Because I was around during the Nixon era, I am constantly asked how his abuse of power compares to the misdeeds of the recent Bush administration. Both employed illegal wiretaps. Bush compiled no list of enemies meriting special persecution — at least, as far as is known.

Saturday, August 8, 2009

According to Rachel Maddow it's not grass roots, it's astroturf

Thanks to CommonDreams.org for posting this video of Rachel Maddow discussing orchestrated Republican efforts to derail congressional town hall meetings on health care reform (and thanks to my friend Pat R. for suggesting that I try to find it).

Sonia Sotomayor sworn in as Supreme Court justice

For all of the hopes and fears brought about by her nomination, no one really can know what kind of Supreme Court Justice Sonia Sotomayor might be. But like author Sandra Cisneros, I think it's a grand day for the United States that Sotomayor was sworn in today as the first Latina on the Court.

Friday, August 7, 2009

Down on the pharma

The other day I linked to a post by Norman Solomon that claimed that the White House made a deal with the pharmaceutical companies not to allow Medicare to negotiate for lower drug prices. Ezra Klein says that the White House is now denying there was ever such a deal.

Thursday, August 6, 2009

A mainstream take on health care reform

The web site of the public radio program The Takeaway offers a "Health Care 101" section with information about health care reform bills currently making their way through the House and Senate.

Wednesday, August 5, 2009

Read it and weep

Over on CommonDreams.org, Norman Solomon discusses the The Incredible Shrinking Healthcare Reform.
It's enough to make you weep, or gnash your teeth with anger, or worry about the consequences for your loved ones -- or the loved ones of people you'll never meet.

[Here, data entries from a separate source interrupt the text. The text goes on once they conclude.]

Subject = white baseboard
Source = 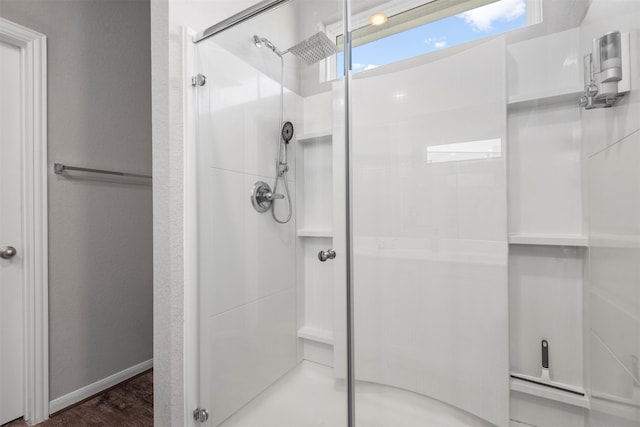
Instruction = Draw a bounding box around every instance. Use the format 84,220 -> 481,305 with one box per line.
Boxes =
49,359 -> 153,414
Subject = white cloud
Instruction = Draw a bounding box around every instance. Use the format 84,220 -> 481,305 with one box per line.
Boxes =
351,63 -> 378,72
458,0 -> 527,31
424,36 -> 447,49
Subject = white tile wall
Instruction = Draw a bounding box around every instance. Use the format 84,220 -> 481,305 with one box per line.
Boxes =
507,28 -> 584,101
580,0 -> 640,427
508,102 -> 583,235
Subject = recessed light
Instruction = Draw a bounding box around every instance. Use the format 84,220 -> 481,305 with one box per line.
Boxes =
369,13 -> 387,26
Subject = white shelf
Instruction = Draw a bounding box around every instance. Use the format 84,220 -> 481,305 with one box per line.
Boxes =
297,229 -> 333,237
297,129 -> 332,143
510,378 -> 591,409
298,326 -> 333,345
509,233 -> 589,247
508,87 -> 584,107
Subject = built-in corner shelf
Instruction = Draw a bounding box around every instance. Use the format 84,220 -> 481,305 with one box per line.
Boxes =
297,228 -> 333,237
509,233 -> 589,247
297,129 -> 332,144
298,326 -> 333,345
508,87 -> 584,108
510,378 -> 591,409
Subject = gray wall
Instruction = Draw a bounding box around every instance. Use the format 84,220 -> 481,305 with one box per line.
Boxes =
0,0 -> 153,400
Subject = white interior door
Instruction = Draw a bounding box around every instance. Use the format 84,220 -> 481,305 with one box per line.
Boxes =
0,42 -> 24,424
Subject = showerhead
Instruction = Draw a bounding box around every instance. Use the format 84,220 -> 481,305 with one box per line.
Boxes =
283,32 -> 338,65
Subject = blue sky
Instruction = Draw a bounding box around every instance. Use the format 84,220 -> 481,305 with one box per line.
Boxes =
338,0 -> 526,76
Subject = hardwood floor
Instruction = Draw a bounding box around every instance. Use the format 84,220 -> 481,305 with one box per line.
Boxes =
2,371 -> 153,427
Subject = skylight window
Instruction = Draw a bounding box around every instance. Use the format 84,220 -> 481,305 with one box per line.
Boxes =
327,0 -> 539,77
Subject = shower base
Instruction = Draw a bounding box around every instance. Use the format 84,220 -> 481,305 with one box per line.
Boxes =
221,361 -> 491,427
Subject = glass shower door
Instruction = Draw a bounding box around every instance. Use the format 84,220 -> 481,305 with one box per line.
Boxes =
196,1 -> 347,427
351,1 -> 509,426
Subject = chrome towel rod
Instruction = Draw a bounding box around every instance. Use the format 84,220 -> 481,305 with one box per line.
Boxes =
193,0 -> 290,43
53,163 -> 152,179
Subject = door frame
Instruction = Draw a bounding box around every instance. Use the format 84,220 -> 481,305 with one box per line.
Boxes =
0,18 -> 49,425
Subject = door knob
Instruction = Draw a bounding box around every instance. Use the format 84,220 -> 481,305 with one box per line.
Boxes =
318,249 -> 336,262
0,246 -> 18,259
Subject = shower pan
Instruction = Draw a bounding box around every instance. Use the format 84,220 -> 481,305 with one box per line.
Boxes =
190,0 -> 640,427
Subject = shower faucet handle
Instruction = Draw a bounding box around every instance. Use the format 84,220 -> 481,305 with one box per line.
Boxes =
263,192 -> 284,201
318,249 -> 336,262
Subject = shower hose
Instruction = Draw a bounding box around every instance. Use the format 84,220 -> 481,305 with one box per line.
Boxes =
271,55 -> 293,224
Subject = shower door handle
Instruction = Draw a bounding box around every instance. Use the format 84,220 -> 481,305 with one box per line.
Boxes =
318,249 -> 336,262
264,193 -> 284,201
0,246 -> 18,259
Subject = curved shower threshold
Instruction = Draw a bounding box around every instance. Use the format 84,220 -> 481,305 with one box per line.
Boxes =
221,361 -> 491,427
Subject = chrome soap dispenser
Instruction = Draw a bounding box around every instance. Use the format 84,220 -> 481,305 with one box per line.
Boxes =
580,31 -> 631,110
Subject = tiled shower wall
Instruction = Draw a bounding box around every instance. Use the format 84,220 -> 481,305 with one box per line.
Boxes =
581,0 -> 640,427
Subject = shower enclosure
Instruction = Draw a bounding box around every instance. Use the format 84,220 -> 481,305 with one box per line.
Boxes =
192,0 -> 640,427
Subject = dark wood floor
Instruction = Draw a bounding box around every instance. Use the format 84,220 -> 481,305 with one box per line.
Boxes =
2,371 -> 153,427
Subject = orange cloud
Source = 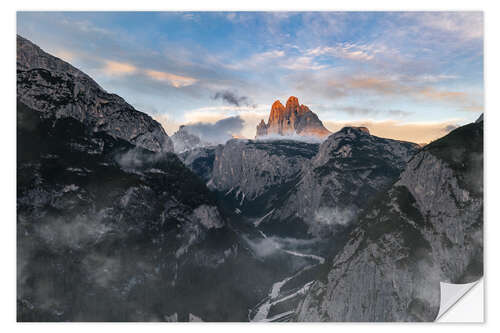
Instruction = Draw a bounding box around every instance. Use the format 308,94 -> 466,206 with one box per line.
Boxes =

During his campaign last year, Obama criticized big pharmaceutical firms for blocking efforts to allow Medicare to negotiate for lower drug prices. But since the election, the LA Times reports, "the industry's chief lobbyist" -- former Congressman Billy Tauzin -- "has morphed into the president's partner. He has been invited to the White House half a dozen times in recent months. There, he says, he eventually secured an agreement that the administration wouldn't try to overturn the very Medicare drug policy that Obama had criticized on the campaign trail."

The story gets worse. For instance, "Tauzin said he had not only received the White House pledge to forswear Medicare drug price bargaining, but also a separate promise not to pursue another proposal Obama supported during the campaign: importing cheaper drugs from Canada or Europe."

Meanwhile, with a "mandate" herd of cash cows on the national horizon, the health insurance industry is licking its chops. The corporate glee is ill-disguised as the Obama administration pushes for legal mandates to require that Americans buy health insurance -- no matter how dismal the quality of the coverage or how unaffordable the "affordable" premiums turn out to be for real people in the real world.

Tuesday, August 4, 2009

Health care reform battle continues

Christine C. over at Our Bodies Our Blog has a fascinating summary of all the latest health care reform news.